All CFOs find themselves grappling to some extent with economic challenges as a result of the COVID-19 crisis. Effective cost management is now a matter of existential importance for many companies, as revenue will be challenged and unpredictable for the foreseeable future. Communicating this new, uncertain outlook to investors remains equally challenging for CFOs and their investor relations teams.
From January to March 2020, the number of companies that withdrew earnings guidance soared over 20 times, from eight to 198
“CFOs are dealing with a range of impacts right now, from quantifiable impacts within range of their original guidance to the need to completely withdraw guidance and start from scratch,” says Stephen Adams, Directory, Advisory, Gartner. “Mentions of COVID-19 on S&P 500 earnings calls increased greatly in the first quarter of 2020. CFOs should understand some common best practices to follow to ensure their communications don’t make things worse.”
These references to COVID-19 fall into three broad camps with regard to their earnings guidance: Those still assessing the situation, those quantifying the impact on original guidance using a range, and those that will miss or need to fully revise guidance.
In S&P 500 earning calls in January 2020, just 28% mentioned COVID-19. By February, over half (53%) referred to the coronavirus, and in March that number reached 88%. Notably during the period from January to March 2020, the number of companies that withdrew earnings guidance soared over 20 times, from eight to 198.
“This data suggests that first, we are dealing with unprecedented levels of uncertainty in the marketplace,” says Adams. “Second, it says that finance teams are, by and large, incapable of building a reliable forecast of business performance. Lastly, it suggests that corporate leaders aren’t willing to stick their necks out and get punished for the uncertainty in the market.”
Corporate leaders will need to update their investor communications practices
For the many organizations facing earnings guidance revisions, Adams shares best practices for communicating new information to investors.
- Do not rush. Ensure you are confident in the revised numbers you provide the investment community, as a second revision tends to provoke a much more negative reaction than just one.

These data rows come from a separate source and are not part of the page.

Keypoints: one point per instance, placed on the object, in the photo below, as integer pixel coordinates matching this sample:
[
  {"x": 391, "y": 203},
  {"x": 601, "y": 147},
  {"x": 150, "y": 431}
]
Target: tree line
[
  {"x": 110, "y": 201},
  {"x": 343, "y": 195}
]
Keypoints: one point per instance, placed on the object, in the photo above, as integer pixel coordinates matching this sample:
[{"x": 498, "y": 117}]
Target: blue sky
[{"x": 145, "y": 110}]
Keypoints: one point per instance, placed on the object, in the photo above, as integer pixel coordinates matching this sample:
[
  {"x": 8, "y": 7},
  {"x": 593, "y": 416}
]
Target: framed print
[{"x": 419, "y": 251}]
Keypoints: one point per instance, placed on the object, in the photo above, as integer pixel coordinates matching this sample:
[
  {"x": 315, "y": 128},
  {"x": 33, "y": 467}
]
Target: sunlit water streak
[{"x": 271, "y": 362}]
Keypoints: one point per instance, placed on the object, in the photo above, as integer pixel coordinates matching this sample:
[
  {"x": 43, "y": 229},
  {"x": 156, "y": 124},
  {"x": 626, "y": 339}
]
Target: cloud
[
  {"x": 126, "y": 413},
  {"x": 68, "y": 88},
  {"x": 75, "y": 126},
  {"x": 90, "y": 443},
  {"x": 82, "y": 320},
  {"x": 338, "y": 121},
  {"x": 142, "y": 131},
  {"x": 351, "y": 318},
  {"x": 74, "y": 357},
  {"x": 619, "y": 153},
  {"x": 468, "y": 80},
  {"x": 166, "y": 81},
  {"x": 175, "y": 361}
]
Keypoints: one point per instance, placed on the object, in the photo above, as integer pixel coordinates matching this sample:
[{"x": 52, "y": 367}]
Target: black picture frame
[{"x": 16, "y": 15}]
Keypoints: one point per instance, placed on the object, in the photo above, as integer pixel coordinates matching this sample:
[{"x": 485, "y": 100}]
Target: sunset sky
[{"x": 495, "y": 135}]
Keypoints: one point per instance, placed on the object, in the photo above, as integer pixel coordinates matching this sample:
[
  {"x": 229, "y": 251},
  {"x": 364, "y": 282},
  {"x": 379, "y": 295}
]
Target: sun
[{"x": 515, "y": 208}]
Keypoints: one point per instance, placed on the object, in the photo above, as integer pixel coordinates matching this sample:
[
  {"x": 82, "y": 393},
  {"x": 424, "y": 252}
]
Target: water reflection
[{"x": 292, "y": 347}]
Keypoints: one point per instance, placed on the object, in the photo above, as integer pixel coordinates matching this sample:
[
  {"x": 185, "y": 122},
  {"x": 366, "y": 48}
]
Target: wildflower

- If the revision comes intra-quarter, make the announcement by press release. If full-year guidance update is needed and the timing is suitable, the announcement can be made on the earnings call.
- Feel free to use a range or minimum value. Investors understand that corporate leaders don’t have a crystal ball and this unprecedented situation makes pinpointing expectations nearly impossible.
- Avoid superfluous content. Acknowledge the headwind and clarify how it’s impacting numbers. Investors appreciate brevity.
- Immediately following the announcement, speak with your sell-side analysts and top shareholders to explain the impacts in greater detail.
While organizations facing an earnings revision need special guidance, Adams notes that nearly all corporate leaders will need to update their investor communications practices as a result of the ongoing economic uncertainty.
“The economic environment is difficult enough without compounding challenges by issuing poorly conceived investor communications,” says Adams. “Corporate leaders addressing the investment community should align their messages with those of PR and marketing teams, avoid making bold short-term forecasts and clarify mitigation efforts that the organization is taking to survive this crisis.”
Adams notes that this is not the first disease outbreak that has impacted investor communications, nor is it likely to be the last. He notes that the organizations that excelled in investor communications during previous crises excelled in five key areas:
- Developed a crisis response team early.
- Made a public statement quickly.
- Maintained consistent messaging across the enterprise.
- Closely monitored impacts across the supply chain.
- Gave periodic updates to investors to keep them informed through earnings calls, press releases, teleconferences and one-on-one updates.
The COVID-19 crisis is an uncontrollable event for most organizations, but they do have control over how they address the situation with investors — and by doing so, have at least some influence over how their investors will react.